Key limitations of the reviewed studies: Most studies were retrospective with small sample sizes (often fewer than 100 patients). Only one study (Gu et al., on EUS-based classification) was prospective. Small datasets are particularly problematic for DL algorithms, which typically require thousands of examples for robust training. The rarity of certain subtypes (PNETs, specific cystic lesions) compounds this challenge. External validation across multiple institutions was rare, raising questions about generalizability.

Future directions: The authors envision DL aiding across all facets of PC care: earlier diagnosis through improved imaging analysis, more accurate biomarkers, better treatment response monitoring, perioperative outcome prediction, and optimized resource utilization. The development of fusion models (combining radiomics, DL, clinical features, and genomics) appears to be the most promising trajectory, as these consistently outperform single-modality approaches. Prospective, multi-institutional validation studies will be essential to translate these promising research findings into clinical practice.

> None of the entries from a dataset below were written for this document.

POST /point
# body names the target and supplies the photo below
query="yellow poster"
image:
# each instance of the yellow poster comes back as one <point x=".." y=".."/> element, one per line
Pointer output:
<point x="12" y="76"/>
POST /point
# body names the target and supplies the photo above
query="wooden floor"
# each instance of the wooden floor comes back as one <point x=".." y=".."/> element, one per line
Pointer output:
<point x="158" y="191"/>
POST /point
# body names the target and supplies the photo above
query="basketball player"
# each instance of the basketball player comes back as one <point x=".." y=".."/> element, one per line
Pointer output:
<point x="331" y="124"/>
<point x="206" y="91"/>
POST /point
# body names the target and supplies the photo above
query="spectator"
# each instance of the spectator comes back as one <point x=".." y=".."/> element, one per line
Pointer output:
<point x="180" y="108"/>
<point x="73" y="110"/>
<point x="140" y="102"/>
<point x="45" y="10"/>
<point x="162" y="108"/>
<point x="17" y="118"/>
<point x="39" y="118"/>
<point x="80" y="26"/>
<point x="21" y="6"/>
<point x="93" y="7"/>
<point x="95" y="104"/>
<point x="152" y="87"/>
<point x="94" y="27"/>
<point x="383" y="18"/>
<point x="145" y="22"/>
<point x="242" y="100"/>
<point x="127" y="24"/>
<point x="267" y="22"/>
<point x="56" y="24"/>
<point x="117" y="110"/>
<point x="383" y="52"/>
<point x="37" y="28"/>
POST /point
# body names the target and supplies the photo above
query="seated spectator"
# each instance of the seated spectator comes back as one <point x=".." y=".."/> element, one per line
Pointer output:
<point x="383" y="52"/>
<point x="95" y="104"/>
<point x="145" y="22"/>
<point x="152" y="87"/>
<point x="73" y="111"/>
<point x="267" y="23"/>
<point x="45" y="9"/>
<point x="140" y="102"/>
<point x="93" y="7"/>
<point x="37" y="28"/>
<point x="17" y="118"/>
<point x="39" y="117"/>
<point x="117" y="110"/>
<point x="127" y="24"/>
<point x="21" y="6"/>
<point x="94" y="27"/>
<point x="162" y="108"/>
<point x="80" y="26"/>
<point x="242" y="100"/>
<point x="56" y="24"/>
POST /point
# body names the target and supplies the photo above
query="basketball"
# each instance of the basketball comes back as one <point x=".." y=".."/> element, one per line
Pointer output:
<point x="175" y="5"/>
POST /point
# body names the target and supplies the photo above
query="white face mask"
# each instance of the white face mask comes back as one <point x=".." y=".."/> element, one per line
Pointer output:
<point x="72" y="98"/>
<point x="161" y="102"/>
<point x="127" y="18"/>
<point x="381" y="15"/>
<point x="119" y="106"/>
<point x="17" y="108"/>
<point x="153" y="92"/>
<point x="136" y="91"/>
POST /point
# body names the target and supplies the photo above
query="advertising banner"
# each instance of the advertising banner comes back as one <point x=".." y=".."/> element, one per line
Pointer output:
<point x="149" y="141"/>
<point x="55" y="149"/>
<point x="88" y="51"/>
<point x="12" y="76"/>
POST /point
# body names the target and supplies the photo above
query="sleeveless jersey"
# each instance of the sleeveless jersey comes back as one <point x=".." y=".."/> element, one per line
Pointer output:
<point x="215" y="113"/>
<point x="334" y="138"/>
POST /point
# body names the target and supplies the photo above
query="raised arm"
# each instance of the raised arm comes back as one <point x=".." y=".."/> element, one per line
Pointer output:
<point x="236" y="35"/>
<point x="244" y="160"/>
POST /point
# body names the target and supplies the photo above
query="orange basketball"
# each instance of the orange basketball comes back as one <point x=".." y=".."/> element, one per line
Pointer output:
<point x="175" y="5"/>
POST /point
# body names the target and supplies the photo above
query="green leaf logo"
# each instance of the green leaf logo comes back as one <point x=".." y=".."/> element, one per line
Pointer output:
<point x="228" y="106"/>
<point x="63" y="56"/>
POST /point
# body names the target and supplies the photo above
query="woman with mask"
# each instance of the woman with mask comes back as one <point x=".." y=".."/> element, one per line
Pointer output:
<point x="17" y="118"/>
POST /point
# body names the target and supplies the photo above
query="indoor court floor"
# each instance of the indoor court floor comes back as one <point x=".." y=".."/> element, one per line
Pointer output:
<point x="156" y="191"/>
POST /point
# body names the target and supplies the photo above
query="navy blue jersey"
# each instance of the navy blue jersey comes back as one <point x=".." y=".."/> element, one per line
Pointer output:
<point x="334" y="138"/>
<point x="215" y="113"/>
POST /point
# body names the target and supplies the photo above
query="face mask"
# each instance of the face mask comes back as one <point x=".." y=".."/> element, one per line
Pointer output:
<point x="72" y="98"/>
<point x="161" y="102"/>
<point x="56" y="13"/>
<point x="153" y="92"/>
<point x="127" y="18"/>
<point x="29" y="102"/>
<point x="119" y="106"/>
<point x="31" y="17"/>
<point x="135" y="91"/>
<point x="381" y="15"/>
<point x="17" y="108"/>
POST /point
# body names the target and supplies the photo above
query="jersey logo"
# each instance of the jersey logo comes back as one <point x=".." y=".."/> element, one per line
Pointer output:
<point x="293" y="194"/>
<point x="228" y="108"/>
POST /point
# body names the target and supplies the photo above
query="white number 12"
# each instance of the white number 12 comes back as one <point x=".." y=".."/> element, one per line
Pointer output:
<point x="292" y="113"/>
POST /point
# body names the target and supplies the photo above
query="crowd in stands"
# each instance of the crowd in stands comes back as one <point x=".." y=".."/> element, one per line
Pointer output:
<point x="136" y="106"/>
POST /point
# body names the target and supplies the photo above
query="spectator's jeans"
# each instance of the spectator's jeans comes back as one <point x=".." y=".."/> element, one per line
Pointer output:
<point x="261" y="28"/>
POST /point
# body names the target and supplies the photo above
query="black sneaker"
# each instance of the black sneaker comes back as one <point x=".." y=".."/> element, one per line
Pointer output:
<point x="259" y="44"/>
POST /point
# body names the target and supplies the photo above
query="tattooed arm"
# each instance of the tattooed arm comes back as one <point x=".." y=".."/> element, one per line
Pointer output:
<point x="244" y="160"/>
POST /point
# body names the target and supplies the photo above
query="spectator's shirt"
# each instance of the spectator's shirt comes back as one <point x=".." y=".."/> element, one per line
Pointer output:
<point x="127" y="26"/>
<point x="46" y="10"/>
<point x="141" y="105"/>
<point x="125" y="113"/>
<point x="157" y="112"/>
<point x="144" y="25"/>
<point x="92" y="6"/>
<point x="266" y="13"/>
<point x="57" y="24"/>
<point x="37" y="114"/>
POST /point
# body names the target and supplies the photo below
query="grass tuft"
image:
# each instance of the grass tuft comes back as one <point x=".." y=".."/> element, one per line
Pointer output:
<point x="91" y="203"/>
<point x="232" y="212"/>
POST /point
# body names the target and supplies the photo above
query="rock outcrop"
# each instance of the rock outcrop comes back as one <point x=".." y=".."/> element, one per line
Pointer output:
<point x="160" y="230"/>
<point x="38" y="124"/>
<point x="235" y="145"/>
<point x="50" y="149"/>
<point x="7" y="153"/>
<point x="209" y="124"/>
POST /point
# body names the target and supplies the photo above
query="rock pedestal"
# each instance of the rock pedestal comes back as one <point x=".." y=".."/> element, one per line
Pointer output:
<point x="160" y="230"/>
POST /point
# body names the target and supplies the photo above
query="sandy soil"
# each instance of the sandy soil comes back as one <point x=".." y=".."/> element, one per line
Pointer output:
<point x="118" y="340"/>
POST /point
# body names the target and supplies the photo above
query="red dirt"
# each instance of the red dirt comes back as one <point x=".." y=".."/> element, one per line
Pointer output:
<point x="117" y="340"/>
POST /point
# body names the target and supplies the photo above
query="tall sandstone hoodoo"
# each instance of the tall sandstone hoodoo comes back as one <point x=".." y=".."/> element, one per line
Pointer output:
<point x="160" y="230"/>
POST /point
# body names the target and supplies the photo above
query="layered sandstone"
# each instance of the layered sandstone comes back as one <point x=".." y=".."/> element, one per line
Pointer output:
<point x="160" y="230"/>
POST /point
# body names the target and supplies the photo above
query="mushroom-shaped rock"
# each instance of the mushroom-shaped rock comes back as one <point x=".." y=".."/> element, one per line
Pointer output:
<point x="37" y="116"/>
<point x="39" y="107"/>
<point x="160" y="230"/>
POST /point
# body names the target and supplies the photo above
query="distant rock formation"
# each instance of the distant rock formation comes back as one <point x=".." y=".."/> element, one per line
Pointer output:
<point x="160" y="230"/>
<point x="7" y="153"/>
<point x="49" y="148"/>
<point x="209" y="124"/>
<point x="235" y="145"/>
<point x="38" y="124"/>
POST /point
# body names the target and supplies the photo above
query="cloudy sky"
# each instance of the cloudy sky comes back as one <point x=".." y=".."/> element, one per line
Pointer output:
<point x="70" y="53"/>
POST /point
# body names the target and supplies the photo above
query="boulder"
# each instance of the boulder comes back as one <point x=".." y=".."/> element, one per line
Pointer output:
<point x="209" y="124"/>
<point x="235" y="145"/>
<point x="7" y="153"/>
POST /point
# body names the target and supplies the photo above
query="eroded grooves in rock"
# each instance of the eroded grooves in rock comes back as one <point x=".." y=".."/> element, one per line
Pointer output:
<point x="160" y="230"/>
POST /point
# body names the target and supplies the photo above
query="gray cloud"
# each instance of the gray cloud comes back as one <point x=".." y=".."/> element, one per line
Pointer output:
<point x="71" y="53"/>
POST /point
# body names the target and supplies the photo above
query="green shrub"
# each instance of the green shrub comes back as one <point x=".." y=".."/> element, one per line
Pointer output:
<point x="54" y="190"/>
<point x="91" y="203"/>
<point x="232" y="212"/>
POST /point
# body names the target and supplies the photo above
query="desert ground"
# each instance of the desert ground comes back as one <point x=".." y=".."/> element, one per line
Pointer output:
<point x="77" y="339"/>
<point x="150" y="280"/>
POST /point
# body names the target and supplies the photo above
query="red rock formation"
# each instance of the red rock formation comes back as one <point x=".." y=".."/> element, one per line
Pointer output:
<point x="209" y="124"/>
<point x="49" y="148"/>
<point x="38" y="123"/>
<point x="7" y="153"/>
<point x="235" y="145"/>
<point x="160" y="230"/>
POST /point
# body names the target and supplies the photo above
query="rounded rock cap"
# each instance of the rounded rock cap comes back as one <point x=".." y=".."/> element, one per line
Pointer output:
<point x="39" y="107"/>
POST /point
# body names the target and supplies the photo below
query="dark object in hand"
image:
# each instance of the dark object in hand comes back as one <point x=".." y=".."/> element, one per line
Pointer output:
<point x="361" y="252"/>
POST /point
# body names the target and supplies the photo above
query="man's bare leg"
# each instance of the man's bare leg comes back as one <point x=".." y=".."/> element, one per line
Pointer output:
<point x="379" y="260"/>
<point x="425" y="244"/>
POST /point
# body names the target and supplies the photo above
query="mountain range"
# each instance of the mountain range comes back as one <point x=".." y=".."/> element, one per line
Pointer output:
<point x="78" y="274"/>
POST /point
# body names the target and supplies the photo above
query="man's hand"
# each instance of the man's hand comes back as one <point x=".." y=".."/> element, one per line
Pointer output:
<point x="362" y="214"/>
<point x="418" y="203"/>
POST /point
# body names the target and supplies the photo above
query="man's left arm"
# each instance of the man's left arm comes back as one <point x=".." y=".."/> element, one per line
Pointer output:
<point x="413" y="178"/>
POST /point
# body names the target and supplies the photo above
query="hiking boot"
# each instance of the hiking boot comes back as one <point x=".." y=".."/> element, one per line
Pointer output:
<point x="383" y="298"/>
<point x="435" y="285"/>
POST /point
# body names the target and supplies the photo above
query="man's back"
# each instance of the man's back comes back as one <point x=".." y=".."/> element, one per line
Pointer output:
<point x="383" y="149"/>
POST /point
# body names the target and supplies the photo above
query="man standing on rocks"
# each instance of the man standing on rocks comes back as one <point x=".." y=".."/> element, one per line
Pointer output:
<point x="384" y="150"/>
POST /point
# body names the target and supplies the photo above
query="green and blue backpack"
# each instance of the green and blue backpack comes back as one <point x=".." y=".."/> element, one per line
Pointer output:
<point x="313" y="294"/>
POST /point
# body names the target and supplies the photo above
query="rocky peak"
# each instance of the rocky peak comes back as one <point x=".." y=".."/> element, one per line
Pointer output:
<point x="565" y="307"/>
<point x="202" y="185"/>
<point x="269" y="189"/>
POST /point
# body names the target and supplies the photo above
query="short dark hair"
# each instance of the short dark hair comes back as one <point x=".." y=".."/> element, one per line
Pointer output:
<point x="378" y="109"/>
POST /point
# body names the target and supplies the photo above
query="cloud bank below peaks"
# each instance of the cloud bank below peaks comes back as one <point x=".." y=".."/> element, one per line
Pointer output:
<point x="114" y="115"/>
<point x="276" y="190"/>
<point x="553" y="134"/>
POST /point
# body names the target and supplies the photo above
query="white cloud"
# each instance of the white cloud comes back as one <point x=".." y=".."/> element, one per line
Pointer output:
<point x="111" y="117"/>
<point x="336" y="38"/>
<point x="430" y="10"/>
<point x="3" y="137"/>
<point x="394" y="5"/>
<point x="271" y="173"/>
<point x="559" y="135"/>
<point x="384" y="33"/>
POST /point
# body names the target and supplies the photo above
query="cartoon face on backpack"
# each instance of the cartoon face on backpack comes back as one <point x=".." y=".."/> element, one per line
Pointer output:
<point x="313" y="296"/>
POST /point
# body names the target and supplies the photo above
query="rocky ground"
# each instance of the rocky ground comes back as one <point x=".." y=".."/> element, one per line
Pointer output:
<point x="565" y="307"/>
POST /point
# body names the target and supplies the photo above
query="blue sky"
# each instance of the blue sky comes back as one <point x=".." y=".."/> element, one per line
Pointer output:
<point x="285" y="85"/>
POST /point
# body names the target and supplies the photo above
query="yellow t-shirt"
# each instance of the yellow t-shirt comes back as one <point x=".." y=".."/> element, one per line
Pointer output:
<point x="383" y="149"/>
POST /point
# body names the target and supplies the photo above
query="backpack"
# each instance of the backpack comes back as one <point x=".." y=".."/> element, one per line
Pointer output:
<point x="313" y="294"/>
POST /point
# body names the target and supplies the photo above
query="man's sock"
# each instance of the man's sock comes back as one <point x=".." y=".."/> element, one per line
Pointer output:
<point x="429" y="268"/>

TL;DR: Most reviewed studies were retrospective with small sample sizes and lacked external validation. The WHO's ethical principles must guide AI deployment, and clear accountability frameworks are needed. Fusion models combining DL, radiomics, and clinical data are the most promising path forward, but prospective multi-center validation is essential before clinical adoption.
Citation: Patel H, Zanos T, Hewitt DB.. Open Access, 2024. Available at: PMC10814475. DOI: 10.3390/cancers16020436. License: cc by.